Enviada em 01/07/2021

No episódio “Queda Livre” da série de TV Black Mirror, conta sobre uma realidade alternativa, cujo as pessoas são julgadas por uma inteligência artificial diante da sociedade. Fora da ficção, a cultura do cancelamento tem se tornado cada vez mais frequente. Ao refletir a respeito dessa problemática, no século XXI, ocorre em virtude da tentativa de punição virtual, o que afeta psicologicamente as vítimas. Dessa maneira, faz-se indispensável enfrentar essa realidade com uma postura crítica.

A princípio, torna-se possível perceber, que o “cancelamento” é uma tentativa de justiçamento. Diante disso, percebe-se, de acordo com o artigo escrito pelo médico Dráuzio Varella, sobre a violência, pois a mesma ocorre pela perpetuação de hábitos, se tornando um ciclo. De maneira análoga, identifica-se, que é necessário mudar desde a infância, para que os hábitos se transformem.

Desse modo, o linchamento virtual traz diversas consequências para a saude mental dos usuários. À vista disso, por exemplo o acaso da blogueira, Alinne Araujo, o qual após diversos xingamentos e comentários negativos sobre ela, após ela se casar sozinha, pois foi largada no altar, se suicidou, vendo como última alternativa tirar a própria vida, pois não aguentou a pressão do “cancelamento”. Seguindo essa linha de pensamento, verifica-se que a tecnologia tem afetado exponencialmente a vida da população, pois aumenta os casos de ansiedade e depressão, logo o suicidio.

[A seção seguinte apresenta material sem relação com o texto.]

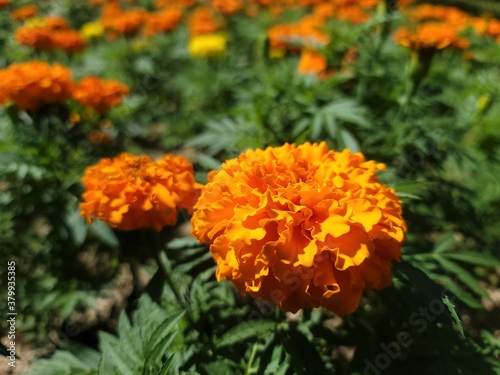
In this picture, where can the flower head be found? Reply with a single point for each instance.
(33, 84)
(48, 34)
(163, 21)
(203, 21)
(430, 36)
(131, 192)
(206, 46)
(301, 226)
(24, 12)
(100, 95)
(91, 30)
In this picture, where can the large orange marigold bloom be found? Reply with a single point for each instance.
(33, 84)
(100, 95)
(430, 36)
(131, 192)
(301, 226)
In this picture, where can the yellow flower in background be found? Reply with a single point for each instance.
(301, 226)
(208, 45)
(92, 30)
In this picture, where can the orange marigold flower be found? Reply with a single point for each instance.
(295, 36)
(68, 40)
(98, 94)
(202, 21)
(50, 33)
(163, 21)
(56, 23)
(227, 6)
(177, 3)
(125, 23)
(33, 84)
(24, 12)
(312, 63)
(130, 192)
(430, 36)
(36, 37)
(301, 226)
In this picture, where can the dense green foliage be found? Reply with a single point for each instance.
(441, 146)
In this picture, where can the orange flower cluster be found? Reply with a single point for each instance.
(313, 63)
(174, 3)
(51, 33)
(304, 34)
(117, 21)
(163, 21)
(301, 226)
(24, 12)
(453, 17)
(98, 94)
(227, 6)
(430, 36)
(33, 84)
(203, 21)
(131, 192)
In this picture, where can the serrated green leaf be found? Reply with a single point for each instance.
(462, 295)
(104, 233)
(349, 141)
(316, 126)
(475, 258)
(166, 366)
(304, 357)
(464, 276)
(246, 330)
(445, 243)
(115, 356)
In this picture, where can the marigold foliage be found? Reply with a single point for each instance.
(98, 94)
(312, 63)
(301, 226)
(130, 192)
(33, 84)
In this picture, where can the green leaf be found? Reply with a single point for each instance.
(349, 141)
(104, 233)
(454, 315)
(465, 297)
(166, 366)
(246, 330)
(475, 258)
(445, 243)
(118, 359)
(304, 357)
(462, 274)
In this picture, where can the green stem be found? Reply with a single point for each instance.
(249, 370)
(164, 263)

Por conseguinte, fica claro que ainda há entraves para assegurar a construção de um mundo melhor. Destarte, faz-se imprescindível que as Mídias Sociais desenvolvam uma campanha contra o linchamento virtual, de modo que as pessoas se sintam possam conviver pacificamente, com o objetivo que de o “cancelamento” seja infimo. Conforme já dito pelo ativista Nelson Mandela, educação é capaz de mudar o mundo. Portanto, o Ministério da Educação (MEC) deve instituir, na sociedade civil, conferências gratuitas, em praças públicas, ministradas por psicólogos, que discutam o combate a ansiedade e depressão, de forma que o tecido social desprenda-se de certos tabus e não caminhe para um futuro degradante, como relata a série “Black Mirror”.